National-Versammlung. Sitzung vom 13. November. Vor Sitzungsanfang allerlei Gerüchte, z. B. Wien sei bis zum Glacis von den Windisch-Grätzschen Truppen erstürmt worden; das innere Wien könne unmöglich mehr lange widerstehen, die ungarische Armee sei verschwunden u. s. w. u. s. w. Ferner hieß es, daß sich gestern während der Pyatschen Rede folgender Vorfall ereignet habe. Leon Faucher, der berühmte Freihändler, tritt während des Pyatschen Vortrags in den Saal und ruft auf seinem Platze in der Nähe Ledru-Rollins aus: "Nun bleibt nichts als Barrikaden mehr übrig!" Hierauf soll Ledru-Rollin ihm sarkastisch geantwortet haben, daß er (Faucher) sicher zu feig wäre, um gegen sie zu marschiren, worauf Faucher heftig gerufen habe: "Sie sind unverschämt!" Faucher, in der Erwartung auf Pistolen gefordert zu werden, habe Leonv. Malleville und General Changarnier, ein Paar baumlange Kerle, zu Sekundanten geladen, bis heute Mittag aber vergebens auf das Kartel gewartet.

Unter diesen und ähnlichen Gesprächen in den Zugängen eröffnete Marrast um 1 Uhr die Sitzung.
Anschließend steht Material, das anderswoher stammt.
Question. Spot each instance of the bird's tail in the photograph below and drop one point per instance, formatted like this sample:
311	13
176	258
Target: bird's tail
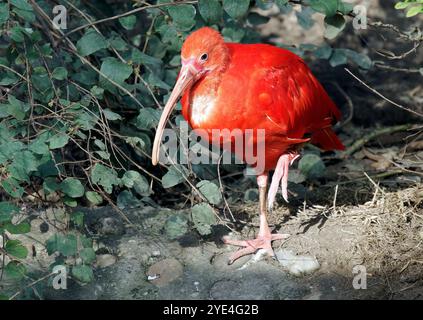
326	139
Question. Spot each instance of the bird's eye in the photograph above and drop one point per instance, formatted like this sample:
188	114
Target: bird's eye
204	57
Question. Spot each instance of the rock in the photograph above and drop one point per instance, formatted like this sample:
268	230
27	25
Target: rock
105	260
164	272
297	265
252	288
176	226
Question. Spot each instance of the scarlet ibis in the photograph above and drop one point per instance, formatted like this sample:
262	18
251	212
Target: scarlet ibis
253	86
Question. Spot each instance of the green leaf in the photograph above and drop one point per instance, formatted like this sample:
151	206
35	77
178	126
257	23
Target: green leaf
4	12
233	34
60	73
16	249
334	25
210	191
173	177
105	177
16	108
415	10
12	187
17	34
176	226
183	16
23	165
94	197
148	118
402	5
338	58
21	228
128	22
7	210
58	141
203	217
28	16
362	60
64	244
132	179
87	255
21	4
110	115
50	185
126	199
210	10
83	273
91	42
72	187
327	7
304	18
345	7
311	165
256	19
15	270
236	8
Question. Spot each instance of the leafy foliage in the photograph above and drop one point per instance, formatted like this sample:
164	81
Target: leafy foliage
413	7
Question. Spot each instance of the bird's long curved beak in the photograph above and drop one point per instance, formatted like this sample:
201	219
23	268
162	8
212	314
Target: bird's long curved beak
185	80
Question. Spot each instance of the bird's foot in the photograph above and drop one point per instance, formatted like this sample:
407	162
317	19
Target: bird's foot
251	246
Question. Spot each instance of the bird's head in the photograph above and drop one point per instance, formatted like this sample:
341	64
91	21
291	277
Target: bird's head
203	53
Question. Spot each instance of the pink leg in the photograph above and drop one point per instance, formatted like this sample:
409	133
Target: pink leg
281	177
265	237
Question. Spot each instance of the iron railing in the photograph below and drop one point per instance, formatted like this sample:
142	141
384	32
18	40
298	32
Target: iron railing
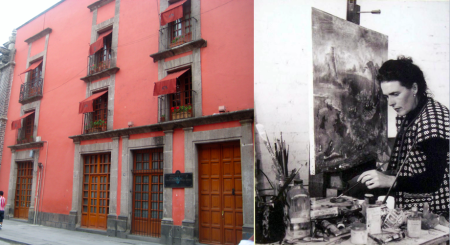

Das Protokoll wird vorgelesen.

Martin Rey erklärt ziemlich plump, daß er zu den 86 Gliedern gehöre, die für das Recht auf Arbeit gestern gestimmt haben. Es würden gewiß viel mehr Glieder dafür gestimmt haben, allein die Pyatsche Redeform habe viele verletzt; darum hätten viele gegen ihre innere Ueberzeugung oder gegen ihr Gewissen gestimmt.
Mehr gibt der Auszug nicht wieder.